Producing a FullText search query that accounts for RANK and the freshness of content.

Recently at AnandTech, we decided to rewrite our search mechanisms to take date into account, while performing Full Text queries against Microsoft SQL Server's full text functionality.   By default, when you use CONTAINSTABLE, the search service will return a set of results with a RANK value associated with each row.  The RANK value is based on occurrence, proximity etc.  The problem comes when you order by the RANK value, and have time sensitive content.   What we've been toying with is combining RANK with the Date of the content.  The reason for this is to try and give the user results that are not only relevant but are also "fresh".   We went about this by writing a CASE statement into our query which essentially produces a weight value based on how old it is.  In the example query below, you can see how this works.   Based on how many weeks old the content is, we assign it a weight and that is combined with the RANK value that the search service returns.   Obviously we're still fairly RANK heavy, but date is taken into account.  You can adjust how RANK/Date heavy you want the results to be by changing how much you divide each RANK by at the end of each WHEN clause. 

Let me know if you've done something similar, or any thoughts on this technique.

SELECT DISTINCT TOP 21 d.idocumentid,d.vchdocumenttitle, d.dtinsertdate,
CASE
 WHEN datediff(wk, d.dtinsertdate, getdate()) between  0 and 4  THEN (allpages.rank/1.0)
 WHEN datediff(wk, d.dtinsertdate, getdate()) between  5 and 8  THEN (allpages.rank/1.2)
 WHEN datediff(wk, d.dtinsertdate, getdate()) between  9 and 12 THEN (allpages.rank/1.4)
 WHEN datediff(wk, d.dtinsertdate, getdate()) between 13 and 16 THEN (allpages.rank/1.6)
 WHEN datediff(wk, d.dtinsertdate, getdate()) between 17 and 20 THEN (allpages.rank/1.8)
 WHEN datediff(wk, d.dtinsertdate, getdate()) between 21 and 24 THEN (allpages.rank/2.0)
ELSE
 (allpages.rank/3.0)
END AS WeightedRank
FROM documents d WITH (NOLOCK)
JOIN documentpages p WITH (NOLOCK) on d.idocumentid = p.idocumentid
JOIN CONTAINSTABLE(documentpages,txpage,' "intel" AND "centrino"',2000) allpages
ON p.irowid = allpages.[Key]
GROUP BY d.idocumentid, d.vchdocumenttitle, d.dtinsertdate,allpages.rank
ORDER BY WeightedRank DESC, d.dtinsertdate DESC

 

 

2 Comments

  • If you really want to keep this dynamic, add a lookup table to account for the weights for different day periods.
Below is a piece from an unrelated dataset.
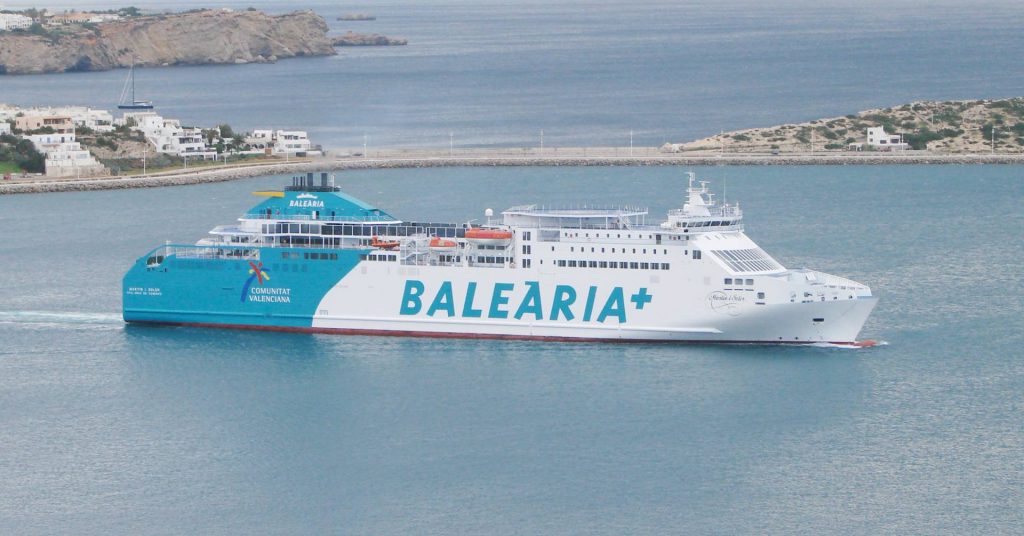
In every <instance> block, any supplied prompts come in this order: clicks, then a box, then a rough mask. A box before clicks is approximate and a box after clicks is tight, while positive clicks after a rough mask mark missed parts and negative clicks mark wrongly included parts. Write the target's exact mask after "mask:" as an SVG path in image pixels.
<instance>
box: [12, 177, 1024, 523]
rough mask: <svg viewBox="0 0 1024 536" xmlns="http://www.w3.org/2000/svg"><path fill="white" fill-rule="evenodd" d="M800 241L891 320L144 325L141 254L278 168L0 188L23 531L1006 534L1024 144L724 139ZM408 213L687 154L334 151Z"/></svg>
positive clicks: (1011, 499) (777, 245)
Instead of the huge CASE, do this:



    SELECT ...

    allpages.rank * (SELECT TOP 1 weight FROM timespan_weight WHERE days > DATEDIFF(day,d.dtinsertdate,getdate())

    ...



    The table would look like the following:



    CREATE TABLE timespan_weight (days INT,weight DECIMAL(4,2))

  • I think it works great.



    I did pretty much exactly what you did to keep more current stuff "more relevant".

Comments have been disabled for this content.